A wealth of knowledge

For millennia, libraries served as a status symbol, allowing rich and ambitious individuals to show off their wealth and power. But they were also a means to preserve and develop knowledge, some of which was preserved by tens of generations of volunteers. The Tombuktu manuscripts, for instance, were tended to and preserved in secret by private families under the French colonial rule after the decline of the Mali empire. These books were written in Arabic and a number of African languages and provide an exceptional glimpse into the knowledge amassed in this West African city – and some of them are fully digitized now.

In the couple of thousand years since our early examples, libraries and archives have specialized for different functions: some focus on record keeping, some face more toward communities, and the public library movement has been working to make culture and learning accessible to everyone. In the seventeenth century, academic and parochial libraries started to transform, and new lending libraries appeared. 

Turning toward the public

One of the first modern public libraries in Europe was built by two Roman Catholic bishops, the Zaluski brothers, in Warsaw, Poland. Later, Katherine the not-so-great had the collection looted and brought to her in St. Petersburg, where it formed the basis of the new Imperial Public Library. Some of the collection was repatriated by the Soviet Union in the nineteen-twenties, only to be later deliberately destroyed by the Nazis.

Libraries have played a crucial role in the reformation movements, in many human rights campaigns, and, interestingly, in the temperance movement. In the 1930s, working-class advocate Francis Place and Sheffield’s member of Parliament agreed that “the establishment of parish libraries and district reading rooms and popular lectures on subjects both entertaining and instructive to the community might draw off a number of those who now frequent public houses for the sole enjoyment they afford”.

The Public Libraries Act of eighteen-fifty allowed municipalities to establish their own respective public libraries. Social Democrats also picked up on this idea and saw public libraries as a means to democratize the means of production, and as tools for the liberation of the masses. 

Information technology

But libraries also had a hand in inventing the hypertext, and ultimately, the internet as we know it today. With their intricate systems of citations and interlibrary lending, they formed information technologies that ultimately resulted in the World Wide Web. And they also championed closing the digital gap and providing internet use to the masses at a time when personal computers and home internet connections were a rare luxury.
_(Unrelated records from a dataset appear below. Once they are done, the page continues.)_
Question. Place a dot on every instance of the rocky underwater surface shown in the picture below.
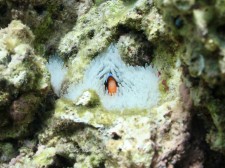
(112, 83)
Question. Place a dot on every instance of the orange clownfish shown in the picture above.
(111, 85)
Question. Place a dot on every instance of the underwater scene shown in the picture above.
(112, 84)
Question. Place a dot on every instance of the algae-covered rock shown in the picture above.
(138, 83)
(24, 81)
(201, 31)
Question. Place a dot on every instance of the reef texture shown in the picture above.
(183, 41)
(200, 27)
(24, 81)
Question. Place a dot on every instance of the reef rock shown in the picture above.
(24, 81)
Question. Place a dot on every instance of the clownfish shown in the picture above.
(111, 85)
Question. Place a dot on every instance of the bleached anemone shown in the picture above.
(137, 86)
(57, 71)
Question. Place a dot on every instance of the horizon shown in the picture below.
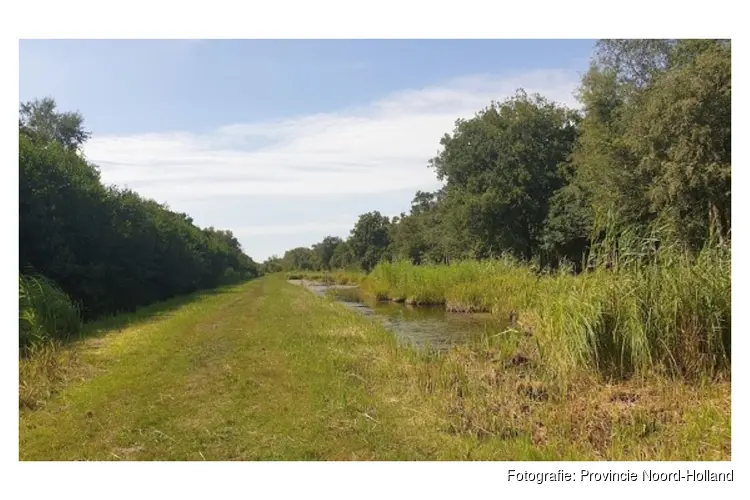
(296, 144)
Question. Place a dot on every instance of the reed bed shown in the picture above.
(663, 311)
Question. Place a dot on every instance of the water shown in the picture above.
(419, 326)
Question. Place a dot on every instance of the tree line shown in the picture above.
(647, 153)
(108, 248)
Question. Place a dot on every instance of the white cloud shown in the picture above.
(337, 227)
(374, 149)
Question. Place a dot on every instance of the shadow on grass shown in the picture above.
(144, 314)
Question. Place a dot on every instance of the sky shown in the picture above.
(284, 142)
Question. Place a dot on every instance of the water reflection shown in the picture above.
(422, 327)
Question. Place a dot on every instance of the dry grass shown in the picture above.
(269, 371)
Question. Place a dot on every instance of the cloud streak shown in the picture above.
(377, 148)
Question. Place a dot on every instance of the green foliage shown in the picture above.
(40, 121)
(109, 248)
(369, 240)
(45, 312)
(659, 310)
(301, 258)
(501, 168)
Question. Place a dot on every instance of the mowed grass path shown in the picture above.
(267, 371)
(244, 374)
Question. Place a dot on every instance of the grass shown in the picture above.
(45, 312)
(268, 371)
(668, 315)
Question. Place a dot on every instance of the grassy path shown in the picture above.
(267, 371)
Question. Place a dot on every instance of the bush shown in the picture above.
(45, 311)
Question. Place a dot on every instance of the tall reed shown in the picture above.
(641, 308)
(45, 312)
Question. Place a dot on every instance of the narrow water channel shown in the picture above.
(422, 327)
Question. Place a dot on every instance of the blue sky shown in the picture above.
(284, 141)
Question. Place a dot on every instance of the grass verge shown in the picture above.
(267, 371)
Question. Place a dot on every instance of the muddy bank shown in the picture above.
(421, 326)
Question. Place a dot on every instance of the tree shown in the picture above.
(342, 257)
(501, 169)
(681, 134)
(325, 250)
(369, 239)
(110, 249)
(302, 259)
(40, 121)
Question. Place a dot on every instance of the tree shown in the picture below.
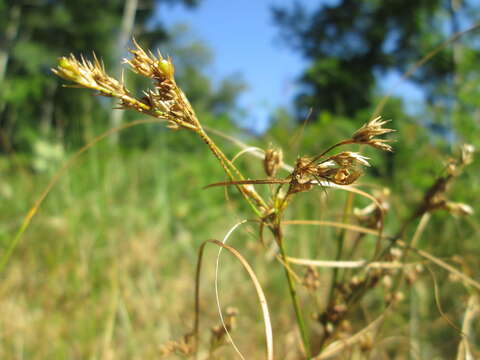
(350, 44)
(33, 34)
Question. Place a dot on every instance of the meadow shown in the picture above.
(377, 265)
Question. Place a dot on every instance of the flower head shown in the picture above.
(367, 133)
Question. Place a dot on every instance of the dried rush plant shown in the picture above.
(329, 169)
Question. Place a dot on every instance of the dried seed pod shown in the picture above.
(367, 133)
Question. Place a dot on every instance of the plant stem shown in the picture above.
(293, 293)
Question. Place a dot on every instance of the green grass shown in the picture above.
(106, 268)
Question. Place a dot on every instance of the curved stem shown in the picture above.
(293, 293)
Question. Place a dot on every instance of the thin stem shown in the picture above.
(340, 242)
(228, 167)
(293, 293)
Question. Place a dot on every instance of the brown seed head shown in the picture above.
(149, 65)
(367, 133)
(273, 160)
(458, 209)
(467, 154)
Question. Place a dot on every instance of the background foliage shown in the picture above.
(106, 268)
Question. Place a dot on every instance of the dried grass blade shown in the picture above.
(337, 346)
(468, 280)
(340, 225)
(346, 264)
(56, 177)
(464, 352)
(258, 289)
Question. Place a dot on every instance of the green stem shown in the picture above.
(293, 294)
(340, 242)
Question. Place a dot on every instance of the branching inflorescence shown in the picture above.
(165, 100)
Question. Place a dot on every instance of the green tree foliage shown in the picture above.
(350, 44)
(33, 34)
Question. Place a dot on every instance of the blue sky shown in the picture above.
(244, 39)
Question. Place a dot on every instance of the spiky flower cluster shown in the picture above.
(92, 75)
(343, 168)
(368, 132)
(340, 169)
(165, 100)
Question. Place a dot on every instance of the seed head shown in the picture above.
(467, 154)
(349, 158)
(458, 209)
(273, 160)
(149, 65)
(367, 133)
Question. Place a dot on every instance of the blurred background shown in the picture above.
(106, 268)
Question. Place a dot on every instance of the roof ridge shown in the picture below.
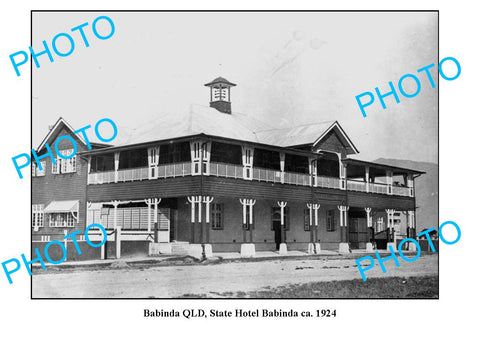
(296, 126)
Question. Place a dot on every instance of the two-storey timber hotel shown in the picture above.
(217, 181)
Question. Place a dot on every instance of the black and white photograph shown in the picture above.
(238, 170)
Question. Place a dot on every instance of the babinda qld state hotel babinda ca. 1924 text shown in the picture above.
(213, 180)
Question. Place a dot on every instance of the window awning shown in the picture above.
(62, 207)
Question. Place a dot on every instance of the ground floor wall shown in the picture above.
(232, 232)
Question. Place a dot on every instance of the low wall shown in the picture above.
(129, 249)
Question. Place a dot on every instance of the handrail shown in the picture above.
(237, 172)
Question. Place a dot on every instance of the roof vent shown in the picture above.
(220, 94)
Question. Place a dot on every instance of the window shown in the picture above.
(65, 166)
(37, 216)
(380, 226)
(277, 217)
(36, 170)
(248, 226)
(306, 219)
(56, 167)
(42, 172)
(68, 165)
(217, 216)
(331, 220)
(353, 225)
(61, 220)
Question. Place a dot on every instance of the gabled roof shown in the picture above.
(220, 80)
(62, 123)
(199, 119)
(308, 134)
(341, 133)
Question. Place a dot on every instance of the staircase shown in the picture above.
(180, 248)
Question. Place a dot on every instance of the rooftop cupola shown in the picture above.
(220, 94)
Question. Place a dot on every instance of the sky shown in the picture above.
(290, 69)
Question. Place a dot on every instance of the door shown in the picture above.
(277, 228)
(173, 224)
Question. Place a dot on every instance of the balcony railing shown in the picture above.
(101, 177)
(400, 191)
(237, 172)
(130, 175)
(226, 170)
(379, 188)
(328, 182)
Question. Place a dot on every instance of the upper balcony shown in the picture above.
(239, 172)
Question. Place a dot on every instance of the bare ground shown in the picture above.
(221, 279)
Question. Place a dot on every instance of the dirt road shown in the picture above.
(175, 281)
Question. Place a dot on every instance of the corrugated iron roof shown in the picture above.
(206, 120)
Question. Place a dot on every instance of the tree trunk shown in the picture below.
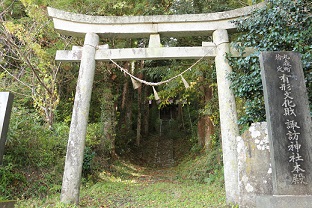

They also lead the charge  in digitizing massive archives and making a lot of our global cultural heritage more available than ever before. And specifically because of this great technological change, libraries are transforming once again: the digital space has taken over a big part of the knowledge transfer, and libraries and archives are evolving with it. 

Public libraries are doubling down on their community functions and engaging young people from their earliest stages of literary education, while archives and research libraries help with sources and data processing. Some are experimenting with the idea of a library economy, or the so-called library of things – that is, all kinds of things, tools and resources well beyond books and media. 

Probably the most notorious experimenter is the Oodi Helsinki Public Library, where a café takes center stage in the main reading room, and infants roam the rows, while virtual reality rooms, industrial sewing machines, 3D printers and podcast studios populate some of the lower floors, while choirs perform concerts in the canteen on the ground floor. It’s a bit of a wonderland. 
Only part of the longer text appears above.